Recent successes in artificial intelligence, for instance, the victory of AlphaGo and the agent that learned to play Atari games have put Deep Reinforcement Learning into the public speech. But what is it and how can we actually use it, for more than playing video games? (not that there’s anything wrong with having a bit of fun, of course).

The reinforcement learning problem goes as follows:

  • An agent receives a state from the environment.
  • The agent takes an action based on this state. The state is a domain-specific, loosely defined abstraction considered to have all the information the agent needs to execute this action.
  • The action is taken in order to maximize a total or long-term reward (not dependent only in the current state).
  • The environment responds with a reward, a new state and some metadata (for example, if the agent died).
  • The state is updated and the loop repeats.

This formalism is abstracted out often as a Markov Decision Process (MDP). The theory behind Markov Decision Processes is well established, and proving that a reinforcement learning algorithm converges (meaning that it successfully finds the right policy) reduces to prove the same thing on the underlying MDP. Now the main difference is that MDP’s assume that the agent has knowledge of the transition function, whereas in Reinforcement Learning we only observe what the new state is, but have no idea of the underlying mechanism generating such state. So algorithms that would work for an MDP, for instance, dynamic programming (planning today’s optimal action conditionally on the current state and the likely distribution of states tomorrow, and their value), would not make sense in Reinforcement Learning, because we are missing information.

So what we do in Reinforcement Learning is to calculate from experience the so-called Q-function. For a state s and action a, Q(s,a) denotes the “quality” (expected reward) of taking action a in state s. Depending on the nature of the problem we are facing, whereas episodic or non-episodic, different algorithms are used. Episodic here means that there is a certain final state, from which there is no further interaction:  say, a videogame in which either your character (the agent) dies, or a final state where it wins is reached. Other problems are non-episodic, for instance, learning to read is a non-episodic task.  This forces us to think of different ways of updating our knowledge of the Q-function: in the episodic case, we just wait until the end of the episode and take the value of the Q-function as the average reward of playing action a in state s, or we update it online in the case of non-episodic tasks. Here we use either the SARSA algorithm or Q-Learning. Once the Q-function is computed, the policy derived from it is simply choosing, at each state, the action a that maximizes Q(s,a).

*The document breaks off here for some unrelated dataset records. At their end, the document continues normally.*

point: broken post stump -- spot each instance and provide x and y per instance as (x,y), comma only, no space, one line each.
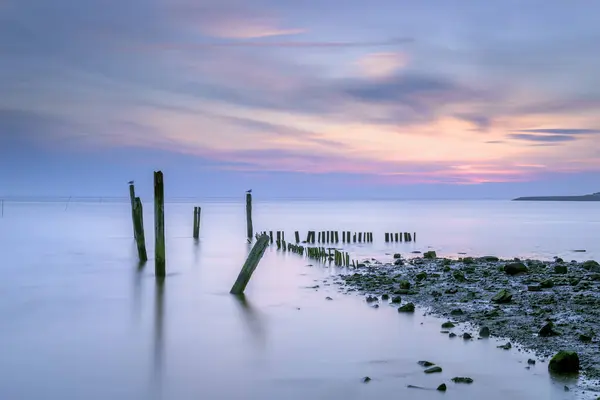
(258,250)
(138,224)
(249,228)
(159,225)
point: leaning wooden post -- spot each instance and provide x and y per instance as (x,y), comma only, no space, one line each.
(159,225)
(258,250)
(138,224)
(249,228)
(132,200)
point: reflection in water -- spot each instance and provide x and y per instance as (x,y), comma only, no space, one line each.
(158,335)
(253,321)
(137,290)
(196,250)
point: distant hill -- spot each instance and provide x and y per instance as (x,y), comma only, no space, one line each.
(585,197)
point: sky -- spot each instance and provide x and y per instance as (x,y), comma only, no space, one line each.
(327,98)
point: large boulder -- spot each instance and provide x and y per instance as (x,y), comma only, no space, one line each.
(515,268)
(564,362)
(503,296)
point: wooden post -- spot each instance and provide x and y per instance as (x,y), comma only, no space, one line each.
(249,228)
(132,200)
(159,225)
(258,250)
(138,224)
(195,229)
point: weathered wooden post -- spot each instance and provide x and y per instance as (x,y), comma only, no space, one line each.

Where does deep reinforcement learning come into play? When the state space is small, the methods above work reasonably well:  we just update a lookup table “somehow” (depending on the nature of the problem) and we are done. When the state space is large, this won’t do anymore, because we may not be able to store all this information, nor to efficiently access it. One way out of this problem is to parameterize the Q-function by the weights of a neural network W, such that we have now Q(s,a,W) and update them incrementally: the workflow goes as the reinforcement learning problem, but now the agent will “go to sleep” and use a random sample of the previously observed history to update the weights of the network through back propagation.

The “random sample” bit is crucial and one of the main tricks of the Nature paper where this research first appeared. This helps break correlations between data points, to avoid the situation where you are only updating you network weights from a limited set of experiences. This speeds up training considerably.

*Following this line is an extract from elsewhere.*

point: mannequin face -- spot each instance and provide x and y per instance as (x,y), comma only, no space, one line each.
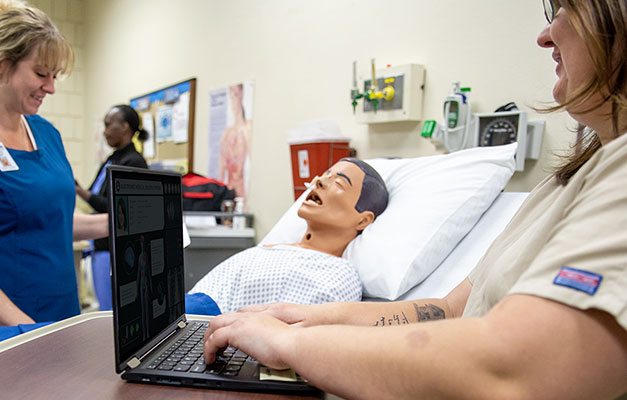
(331,203)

Applications and use cases

How can we use Deep Reinforcement Learning? One application is UI optimization: here, the UI designer is the agent; the state is the context in which the user of an application is (timestamp, location, user/ behavioral data); the action is the layout we present to the user and the reward is whether there is a conversion or a prescribed engagement goal has been reached.

Another example is classifier selection: this helps us assess the performance of a collection of recommendation systems in the wild, as opposed to “synthetic” metrics: our action is the recommendation system from which we issue a recommendation to a website visitor, and we define the reward in a similar way as above. After some time of experimentation, the best recommendation system is chosen, based directly on user feedback.

Finally, an interesting achievement is the use of Deep Reinforcement Learning within Google to reduce by 40% the cooling bill on their own data center. Although certainly there are other methods to achieve this (control engineers know this very well), it provides a practical use case of the technology.